Ao ser resgatada pelo navio RMS Carpathia, juntamente com vários outros sobreviventes da primeira classe, Brown organizou um comitê com outros da primeira classe que trabalhou para garantir necessidades básicas para os sobreviventes da segunda e terceira classes, e até mesmo forneceu aconselhamento informal. O comitê também concedeu mais tarde à tripulação do Carpathia um prêmio pelo resgate dos sobreviventes do naufrágio.
Em 1914, seis anos antes da Décima Nona Emenda conceder às mulheres o direito de voto, Brown candidatou-se ao Senado dos EUA pelo Colorado, mas encerrou sua campanha para servir no exterior como diretora do Comitê Americano para a França Devastada durante a Primeira Guerra Mundial. Também em 1914, ela contribuiu para os mineiros e suas famílias após o Massacre de Ludlow de 1914 e ajudou a organizar a conferência dos Direitos da Mulher Internacional daquele ano, realizada em Newport, Rhode Island.

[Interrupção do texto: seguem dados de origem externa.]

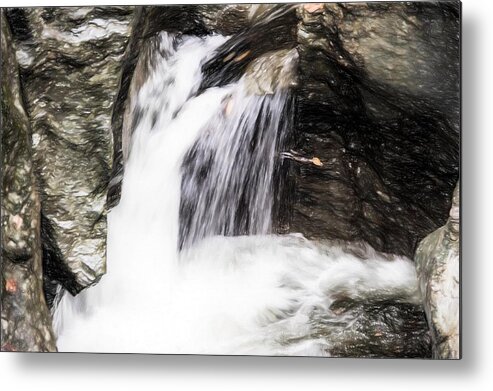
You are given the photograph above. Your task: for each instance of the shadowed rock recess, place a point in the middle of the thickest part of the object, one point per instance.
(70, 61)
(372, 154)
(26, 321)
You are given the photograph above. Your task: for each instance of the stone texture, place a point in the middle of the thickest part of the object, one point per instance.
(438, 265)
(70, 71)
(25, 319)
(389, 152)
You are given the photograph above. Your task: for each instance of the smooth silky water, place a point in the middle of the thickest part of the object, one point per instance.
(253, 293)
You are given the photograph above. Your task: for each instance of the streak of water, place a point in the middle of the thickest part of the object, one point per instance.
(256, 294)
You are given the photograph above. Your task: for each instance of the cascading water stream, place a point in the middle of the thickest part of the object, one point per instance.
(213, 155)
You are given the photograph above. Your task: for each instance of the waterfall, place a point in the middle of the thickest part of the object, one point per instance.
(203, 164)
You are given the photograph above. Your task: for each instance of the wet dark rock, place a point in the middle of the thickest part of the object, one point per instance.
(70, 62)
(25, 318)
(438, 265)
(388, 138)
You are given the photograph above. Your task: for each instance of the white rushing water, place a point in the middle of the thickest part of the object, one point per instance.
(255, 294)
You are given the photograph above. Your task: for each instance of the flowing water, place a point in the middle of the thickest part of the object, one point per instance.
(204, 165)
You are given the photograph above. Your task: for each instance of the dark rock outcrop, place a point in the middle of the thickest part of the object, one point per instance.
(375, 143)
(25, 319)
(70, 62)
(379, 110)
(438, 265)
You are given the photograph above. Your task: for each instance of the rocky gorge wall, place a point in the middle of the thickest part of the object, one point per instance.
(373, 156)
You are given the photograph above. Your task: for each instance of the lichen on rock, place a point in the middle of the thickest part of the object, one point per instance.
(25, 319)
(70, 67)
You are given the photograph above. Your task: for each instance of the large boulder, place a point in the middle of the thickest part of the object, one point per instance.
(438, 265)
(25, 319)
(70, 70)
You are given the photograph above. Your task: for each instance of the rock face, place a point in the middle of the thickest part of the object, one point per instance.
(438, 265)
(25, 319)
(378, 108)
(70, 62)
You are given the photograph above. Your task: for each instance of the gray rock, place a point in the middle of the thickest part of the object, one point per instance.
(25, 319)
(386, 137)
(70, 60)
(438, 266)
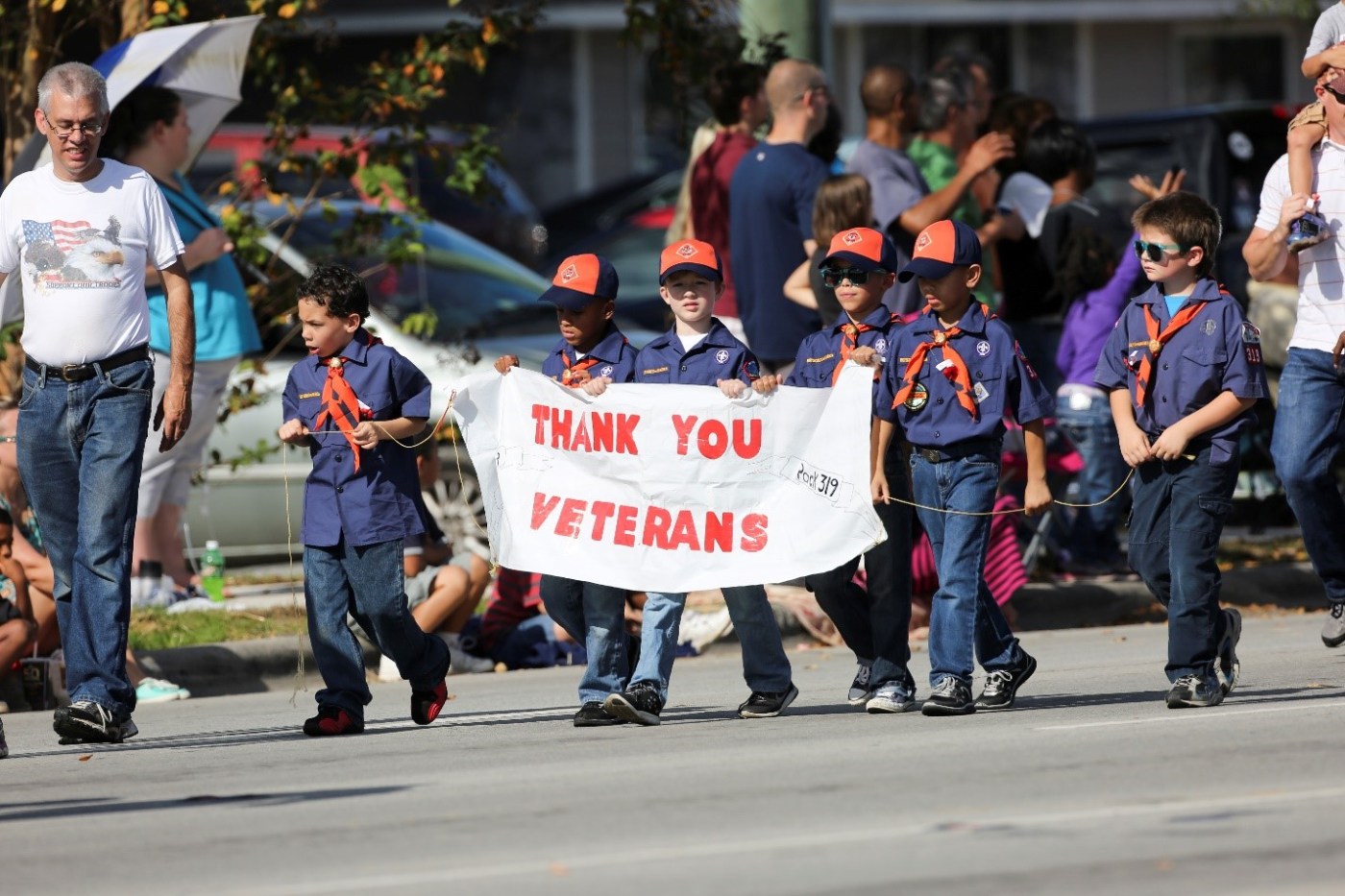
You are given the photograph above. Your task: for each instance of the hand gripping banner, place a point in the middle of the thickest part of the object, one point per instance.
(656, 487)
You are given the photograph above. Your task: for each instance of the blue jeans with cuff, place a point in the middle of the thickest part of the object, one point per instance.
(367, 584)
(80, 453)
(594, 615)
(966, 623)
(1308, 435)
(1174, 527)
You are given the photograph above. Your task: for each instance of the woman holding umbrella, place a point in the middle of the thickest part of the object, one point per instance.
(150, 130)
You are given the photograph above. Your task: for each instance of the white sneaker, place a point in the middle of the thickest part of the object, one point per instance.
(701, 630)
(463, 662)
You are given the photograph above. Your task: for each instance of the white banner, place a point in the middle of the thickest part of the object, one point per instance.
(656, 487)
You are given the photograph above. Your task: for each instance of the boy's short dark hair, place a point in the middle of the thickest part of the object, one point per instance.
(1056, 147)
(338, 288)
(729, 85)
(1187, 220)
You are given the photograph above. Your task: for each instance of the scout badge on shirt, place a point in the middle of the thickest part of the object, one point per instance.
(1251, 342)
(918, 397)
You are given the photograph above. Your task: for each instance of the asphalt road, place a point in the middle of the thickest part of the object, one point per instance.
(1089, 786)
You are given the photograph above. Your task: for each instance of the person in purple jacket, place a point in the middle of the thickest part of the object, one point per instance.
(1095, 291)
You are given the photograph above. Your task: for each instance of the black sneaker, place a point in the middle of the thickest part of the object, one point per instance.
(592, 714)
(1333, 633)
(639, 704)
(86, 721)
(764, 704)
(950, 697)
(1194, 690)
(1228, 666)
(1002, 685)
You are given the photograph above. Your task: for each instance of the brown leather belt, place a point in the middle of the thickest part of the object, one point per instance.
(78, 373)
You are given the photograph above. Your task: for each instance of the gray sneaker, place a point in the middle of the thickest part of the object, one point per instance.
(1333, 631)
(1228, 666)
(891, 698)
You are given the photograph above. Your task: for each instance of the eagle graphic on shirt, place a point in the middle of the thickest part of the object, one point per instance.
(71, 254)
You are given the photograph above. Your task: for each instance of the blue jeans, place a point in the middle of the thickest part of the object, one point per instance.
(764, 664)
(1087, 420)
(80, 452)
(877, 624)
(595, 615)
(366, 583)
(965, 620)
(1174, 527)
(1308, 433)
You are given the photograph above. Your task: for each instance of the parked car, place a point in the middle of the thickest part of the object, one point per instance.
(486, 305)
(506, 220)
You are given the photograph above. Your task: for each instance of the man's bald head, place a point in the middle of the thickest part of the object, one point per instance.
(789, 81)
(881, 86)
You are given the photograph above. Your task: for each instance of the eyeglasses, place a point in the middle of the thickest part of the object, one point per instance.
(1154, 251)
(833, 276)
(64, 128)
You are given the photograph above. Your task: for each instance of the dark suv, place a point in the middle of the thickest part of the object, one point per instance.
(1226, 151)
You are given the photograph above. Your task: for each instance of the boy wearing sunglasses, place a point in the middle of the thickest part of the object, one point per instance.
(701, 351)
(951, 376)
(861, 267)
(1184, 369)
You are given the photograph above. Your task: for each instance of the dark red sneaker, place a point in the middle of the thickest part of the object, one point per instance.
(428, 704)
(332, 720)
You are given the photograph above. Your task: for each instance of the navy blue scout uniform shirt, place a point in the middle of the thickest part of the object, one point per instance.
(1001, 381)
(377, 503)
(1219, 350)
(820, 351)
(615, 358)
(717, 356)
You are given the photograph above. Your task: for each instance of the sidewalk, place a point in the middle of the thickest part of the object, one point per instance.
(249, 666)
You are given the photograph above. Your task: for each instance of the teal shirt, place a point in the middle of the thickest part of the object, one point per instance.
(939, 167)
(225, 325)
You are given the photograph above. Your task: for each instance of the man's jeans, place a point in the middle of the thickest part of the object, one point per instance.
(965, 620)
(1086, 417)
(766, 667)
(1308, 432)
(80, 452)
(594, 615)
(1174, 527)
(877, 624)
(367, 584)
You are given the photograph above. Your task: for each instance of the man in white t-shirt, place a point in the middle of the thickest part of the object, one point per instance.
(78, 234)
(1310, 424)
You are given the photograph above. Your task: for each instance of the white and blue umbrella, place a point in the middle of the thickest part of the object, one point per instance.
(202, 62)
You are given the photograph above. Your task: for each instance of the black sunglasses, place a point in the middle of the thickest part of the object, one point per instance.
(833, 276)
(1154, 251)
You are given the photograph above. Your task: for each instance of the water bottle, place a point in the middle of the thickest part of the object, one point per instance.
(212, 570)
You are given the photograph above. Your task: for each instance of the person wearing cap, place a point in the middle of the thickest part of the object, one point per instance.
(1308, 436)
(701, 351)
(591, 348)
(951, 376)
(1183, 369)
(860, 267)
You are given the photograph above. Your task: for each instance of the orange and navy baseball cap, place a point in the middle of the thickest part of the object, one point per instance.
(863, 248)
(941, 248)
(690, 254)
(580, 280)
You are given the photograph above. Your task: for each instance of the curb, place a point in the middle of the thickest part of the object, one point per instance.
(251, 666)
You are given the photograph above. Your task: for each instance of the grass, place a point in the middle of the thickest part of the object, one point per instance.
(158, 628)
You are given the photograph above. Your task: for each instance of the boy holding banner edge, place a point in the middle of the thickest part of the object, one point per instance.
(860, 268)
(584, 294)
(699, 350)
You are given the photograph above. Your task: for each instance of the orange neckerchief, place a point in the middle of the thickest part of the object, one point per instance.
(1156, 345)
(849, 342)
(961, 375)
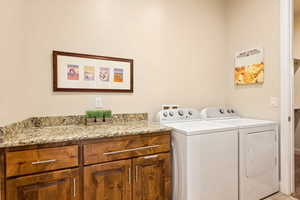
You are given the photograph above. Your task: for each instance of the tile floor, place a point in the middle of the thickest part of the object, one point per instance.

Durante e após a Primeira Guerra Mundial, ela trabalhou na França com a Cruz Vermelha e mais tarde com o Comitê Americano para a França Devastada para ajudar soldados franceses e americanos feridos e reconstruir áreas atrás da linha de frente. Por seu trabalho organizando motoristas de ambulância, enfermeiras e distribuidores de alimentos do sexo feminino, Brown foi agraciada com a Legião de Honra Francesa em 1932.